Однако результаты их не радовали правительство, так как хотя крайние партии в обе стороны, т. е. как крайние правые, так и крайние левые, потерпели на выборах несомненное поражение, но та партия, которая прошла на выборах в городах и в земствах, была не только оппозиционная, но даже несомненно революционная, хотя и с явно буржуазным оттенком. Партия конституционалистов-демократов, или, как ее окрестили по начальным буквам (К. Д. каде, cadet), кадетов, обнародовав хотя и расплывчатую, но преисполненную заманчивыми обещаниями и посулами программу, ловко воспользовалась промахами правительства, а также настроением минуты. Руководимая весьма неглупыми людьми из служащих и отставных профессоров, так или иначе пострадавших за свои либеральные убеждения, и передовых литераторов и адвокатов, партия кадетов успела привлечь на свою сторону большинство инородцев, а из русских людей с именем – таких, о которых публика по крайней мере слыхала. Как известно, лозунгом всего либерального общества, повторяемым большинством, конечно, весьма малосознательно, но настойчиво, было требование прямых выборов вместо двухстепенных и трехстепенных, установленных избирательным законом; и в этом отношении кадеты ловко вывернулись, обратив, в сущности, двухстепенные выборы в прямые и притом из тайных преобразовав их почти в открытые. Действительно, интригуя всеми доступными средствами, иногда даже еле-еле умещавшимися в пределах законности, хотя и не переходившими их, в пользу избрания выборщиков, принадлежащих к их партии, кадеты объявили открыто и, так сказать, официально имена своих кандидатов в члены Думы, которых выборщики их партии обязались избрать. Таким образом, петербургский житель, голосуя в своем участке за внесенных в кадетский список выборщиков Иванова, Васильева, Сидорова, знал, что он, в сущности, голосует не за них, а за Кареева, Щедрина, Винавера и т. д. – за тех кандидатов кадетской партии, за которых выборщики Иванов, Васильев и Сидоров обязались заранее голосовать.

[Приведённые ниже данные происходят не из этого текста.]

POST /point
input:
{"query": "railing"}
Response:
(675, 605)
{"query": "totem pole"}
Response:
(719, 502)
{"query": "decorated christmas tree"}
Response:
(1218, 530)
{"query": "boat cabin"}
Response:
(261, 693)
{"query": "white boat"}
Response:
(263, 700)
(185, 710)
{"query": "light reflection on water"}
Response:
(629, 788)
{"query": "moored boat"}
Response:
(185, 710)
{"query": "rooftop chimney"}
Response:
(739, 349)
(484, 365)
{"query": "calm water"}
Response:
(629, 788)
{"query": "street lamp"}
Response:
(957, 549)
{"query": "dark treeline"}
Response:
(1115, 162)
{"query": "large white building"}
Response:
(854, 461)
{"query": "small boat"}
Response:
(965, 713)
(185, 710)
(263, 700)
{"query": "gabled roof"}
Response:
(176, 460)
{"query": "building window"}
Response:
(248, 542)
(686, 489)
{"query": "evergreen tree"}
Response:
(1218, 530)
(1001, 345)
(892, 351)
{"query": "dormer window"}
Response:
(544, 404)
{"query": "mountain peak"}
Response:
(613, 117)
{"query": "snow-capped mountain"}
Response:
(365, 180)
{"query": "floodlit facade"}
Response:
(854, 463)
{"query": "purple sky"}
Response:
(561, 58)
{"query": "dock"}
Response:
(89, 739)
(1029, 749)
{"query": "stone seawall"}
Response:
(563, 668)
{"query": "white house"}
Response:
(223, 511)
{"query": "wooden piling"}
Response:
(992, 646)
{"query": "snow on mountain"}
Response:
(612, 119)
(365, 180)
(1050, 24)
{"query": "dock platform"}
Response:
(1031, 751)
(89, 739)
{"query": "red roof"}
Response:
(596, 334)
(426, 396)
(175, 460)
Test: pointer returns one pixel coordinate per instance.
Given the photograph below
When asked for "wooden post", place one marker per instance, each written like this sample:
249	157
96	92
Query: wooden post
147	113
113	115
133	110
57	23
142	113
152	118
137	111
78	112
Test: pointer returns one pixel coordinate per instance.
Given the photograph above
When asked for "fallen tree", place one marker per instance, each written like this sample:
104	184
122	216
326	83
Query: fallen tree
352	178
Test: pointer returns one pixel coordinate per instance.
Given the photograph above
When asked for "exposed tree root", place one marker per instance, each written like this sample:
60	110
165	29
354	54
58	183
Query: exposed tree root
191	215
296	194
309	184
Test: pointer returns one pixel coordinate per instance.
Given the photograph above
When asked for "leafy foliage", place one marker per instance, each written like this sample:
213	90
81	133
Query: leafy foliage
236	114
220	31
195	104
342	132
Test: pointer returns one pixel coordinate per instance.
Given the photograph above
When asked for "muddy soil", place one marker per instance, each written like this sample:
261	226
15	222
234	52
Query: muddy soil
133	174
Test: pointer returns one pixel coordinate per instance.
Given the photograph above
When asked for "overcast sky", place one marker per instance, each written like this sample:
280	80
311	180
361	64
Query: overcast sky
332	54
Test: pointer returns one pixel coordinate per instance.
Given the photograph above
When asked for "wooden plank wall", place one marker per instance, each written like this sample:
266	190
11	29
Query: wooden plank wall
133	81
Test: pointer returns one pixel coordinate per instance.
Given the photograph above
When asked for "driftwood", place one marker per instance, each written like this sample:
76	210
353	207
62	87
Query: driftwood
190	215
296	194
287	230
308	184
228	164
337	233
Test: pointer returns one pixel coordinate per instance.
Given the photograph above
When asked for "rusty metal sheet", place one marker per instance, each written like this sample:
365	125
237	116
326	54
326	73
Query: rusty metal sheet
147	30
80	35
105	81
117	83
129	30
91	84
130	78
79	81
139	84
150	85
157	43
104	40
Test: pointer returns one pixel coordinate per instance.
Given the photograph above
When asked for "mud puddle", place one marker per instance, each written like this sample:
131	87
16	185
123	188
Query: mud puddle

Я не намерен заняться здесь разбором тактики партий и историею выборов в Первую Государственную думу, но счел нужным коснуться этого вопроса постольку, поскольку он мне казался важным для выяснения отношений к нему Витте и его кабинета. История этой эпохи, конечно, будет со временем написана, и хотя, не будучи даже пророком, можно предсказать, что будет она писаться под влиянием партийных симпатий и антипатий, но, конечно, настанет время и для беспристрастной ее разработки. Поэтому я воздерживаюсь от более подробного повествования об успехах кадетов и их видимых причинах, ограничившись сказанным выше.
Витте не ожидал таких результатов выборов и был ими поражен. Кажется, я был единственным человеком в Совете министров, который предсказал заранее победу кадетов или по крайней мере громко предрекал ее. Помню, когда после победы этой партии в Петербурге я сказал, что в Москве число поданных голосов будет еще больше, на меня и Витте, и Дурново посмотрели с некоторым сожалением, как на человека, не находящегося в курсе дела, и спокойно ответили, что в Москве сильна только одна партия – купеческая, а что она решила провести кандидатов «Союза 17 октября». Когда результаты подтвердили мое предсказание – это, видимо, произвело большое впечатление на Витте, и он первый заявил, что я был прав, а он ошибся.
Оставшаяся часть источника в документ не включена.